Desde que me lembro, sempre me perguntei o que raio fazem uns tipos de aspecto duvidoso, a que, normalmente, chamamos maestros, a esbracejar em frente a um coro ou a uma orquestra, durante os concertos. Tanto os membros dos coros como os músicos de uma orquestra, sabem, com toda a certeza, as músicas de cor quando vão dar um concerto. E, mesmo que não soubessem, tinham lá as pastas e as pautas para não se perderem. Então para que raio é preciso um tipo à frente deles a mexer-se como se se estivesse a torcer de dores?
Este Domingo descobri a resposta a mais este enigma da Humanidade. E não foi bonito.
Ora, sucede que, lá na terreola aconteceram mais umas Promessas dos Escuteiros do Agrupamento 859.
À hora marcada, a igreja encheu-se de pais e amigos dos miúdos que iriam viver um momento importante das sua vidas. E, como não podia deixar de ser, coube à malta a parte da animação dos cânticos da missa. Era importante fazer boa figura.
Geralmente, quando se ensaiam as músicas com 4 semanas de antecedência, as coisas até correm bem. Desta vez, só houve a possibilidade de ensaiar com uma semanita de antecedência e, antes disso, há um ano que ninguém se juntava para cantar. O caminho estava traçado mas era em direcção ao abismo.

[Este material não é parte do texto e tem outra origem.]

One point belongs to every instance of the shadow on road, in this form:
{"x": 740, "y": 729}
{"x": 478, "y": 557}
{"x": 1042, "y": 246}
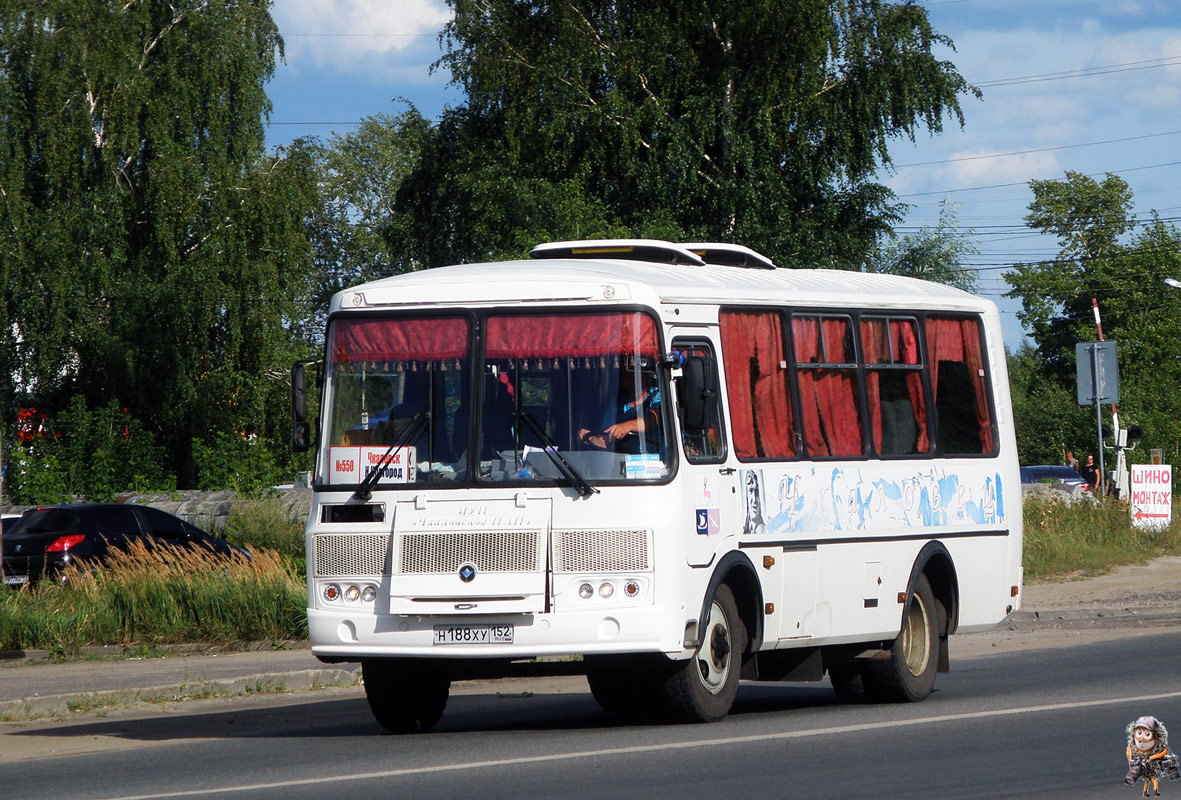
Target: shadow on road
{"x": 351, "y": 717}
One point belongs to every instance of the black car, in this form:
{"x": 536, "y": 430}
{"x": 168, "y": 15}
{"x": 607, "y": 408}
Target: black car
{"x": 44, "y": 540}
{"x": 1052, "y": 474}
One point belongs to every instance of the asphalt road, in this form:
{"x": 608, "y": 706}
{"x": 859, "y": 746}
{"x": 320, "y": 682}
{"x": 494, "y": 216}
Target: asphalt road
{"x": 1035, "y": 723}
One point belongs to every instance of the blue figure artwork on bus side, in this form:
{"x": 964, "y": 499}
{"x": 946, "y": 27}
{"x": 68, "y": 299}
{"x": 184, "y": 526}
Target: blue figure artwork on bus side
{"x": 754, "y": 492}
{"x": 1148, "y": 755}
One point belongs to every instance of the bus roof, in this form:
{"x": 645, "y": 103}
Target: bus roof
{"x": 581, "y": 278}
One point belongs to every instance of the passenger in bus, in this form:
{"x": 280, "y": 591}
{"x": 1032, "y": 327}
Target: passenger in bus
{"x": 638, "y": 411}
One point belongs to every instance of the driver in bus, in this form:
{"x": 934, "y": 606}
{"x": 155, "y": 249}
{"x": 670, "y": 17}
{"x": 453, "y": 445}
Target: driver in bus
{"x": 638, "y": 411}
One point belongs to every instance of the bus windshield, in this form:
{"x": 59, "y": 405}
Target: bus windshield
{"x": 397, "y": 389}
{"x": 556, "y": 397}
{"x": 581, "y": 387}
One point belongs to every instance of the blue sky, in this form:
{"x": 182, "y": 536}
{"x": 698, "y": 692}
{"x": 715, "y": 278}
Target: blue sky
{"x": 1084, "y": 85}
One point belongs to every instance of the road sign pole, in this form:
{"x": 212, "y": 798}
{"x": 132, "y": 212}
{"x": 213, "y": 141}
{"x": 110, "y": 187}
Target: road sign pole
{"x": 1098, "y": 409}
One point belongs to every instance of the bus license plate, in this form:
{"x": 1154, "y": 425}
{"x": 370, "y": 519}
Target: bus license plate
{"x": 472, "y": 635}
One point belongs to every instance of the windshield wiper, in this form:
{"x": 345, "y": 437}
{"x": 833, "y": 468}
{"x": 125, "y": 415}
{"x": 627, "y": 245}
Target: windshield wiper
{"x": 550, "y": 448}
{"x": 365, "y": 490}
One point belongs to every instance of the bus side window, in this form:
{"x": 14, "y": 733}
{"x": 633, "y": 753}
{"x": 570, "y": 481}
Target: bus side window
{"x": 699, "y": 403}
{"x": 960, "y": 384}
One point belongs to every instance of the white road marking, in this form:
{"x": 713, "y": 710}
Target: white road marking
{"x": 653, "y": 748}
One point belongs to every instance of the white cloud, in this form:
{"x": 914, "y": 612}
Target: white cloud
{"x": 360, "y": 36}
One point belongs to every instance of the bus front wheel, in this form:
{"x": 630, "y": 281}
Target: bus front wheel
{"x": 703, "y": 689}
{"x": 908, "y": 672}
{"x": 405, "y": 696}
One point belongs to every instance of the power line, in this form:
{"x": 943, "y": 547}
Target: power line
{"x": 1023, "y": 153}
{"x": 1004, "y": 186}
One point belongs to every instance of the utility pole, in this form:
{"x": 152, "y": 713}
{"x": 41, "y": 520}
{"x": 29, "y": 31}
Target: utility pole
{"x": 1121, "y": 468}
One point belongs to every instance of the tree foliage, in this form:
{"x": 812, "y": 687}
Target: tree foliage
{"x": 935, "y": 253}
{"x": 1108, "y": 257}
{"x": 752, "y": 122}
{"x": 150, "y": 252}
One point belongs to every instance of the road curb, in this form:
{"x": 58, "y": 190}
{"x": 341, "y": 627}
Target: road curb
{"x": 40, "y": 706}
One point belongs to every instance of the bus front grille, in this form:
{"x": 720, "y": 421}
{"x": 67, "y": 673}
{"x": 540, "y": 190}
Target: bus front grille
{"x": 601, "y": 551}
{"x": 501, "y": 551}
{"x": 339, "y": 554}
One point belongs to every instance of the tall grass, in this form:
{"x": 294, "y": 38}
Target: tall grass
{"x": 158, "y": 596}
{"x": 266, "y": 522}
{"x": 1062, "y": 539}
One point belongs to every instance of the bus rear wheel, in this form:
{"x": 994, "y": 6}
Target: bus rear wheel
{"x": 703, "y": 689}
{"x": 908, "y": 674}
{"x": 405, "y": 696}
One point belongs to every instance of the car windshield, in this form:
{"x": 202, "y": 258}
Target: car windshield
{"x": 47, "y": 520}
{"x": 558, "y": 397}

Quando nos instalámos na igreja, antes da cerimónia, o sentimento era de desespero. A tal ponto que, um dos meus colegas que toca viola e ensaia o pessoal me pediu para puxar pela malta em cada música. Ele a ensaiar a malta é do melhor que há, a sério. Mas tem um problema grave: só tem 2 braços. E ali estava ele a pedir-me para eu ser os outros 2 braços dele, puxando pelas vozes de quem tem que lhes dar uso durante as músicas. Eu, que nunca tinha percebido a verdadeira necessidade de um maestro, estava prestes a tornar-me num. Ou não.
Quando chegou a primeira música, pus-me de pé virado para o coro e comecei a esbracejar timidamente. E... nada, não aconteceu nada. Quem estava a cantar continuou, quem estava calado assim ficou. Havia algo de errado no meu esbracejar. Aquilo, afinal, tem técnica.
Mas, o momento era importante e eu não podia baixar os braços, literalmente. Na segunda música esbracejei com mais força e já notei um pouco mais de entusiasmo no coro. À 4a ou 5a música, eu já estava de um jeito que só me lembro de agredir quem estava ao meu lado, tal era o vigor do esbracejamento. E a malta cantava com entusiasmo e, aparentava que ia seguindo as minhas indicações.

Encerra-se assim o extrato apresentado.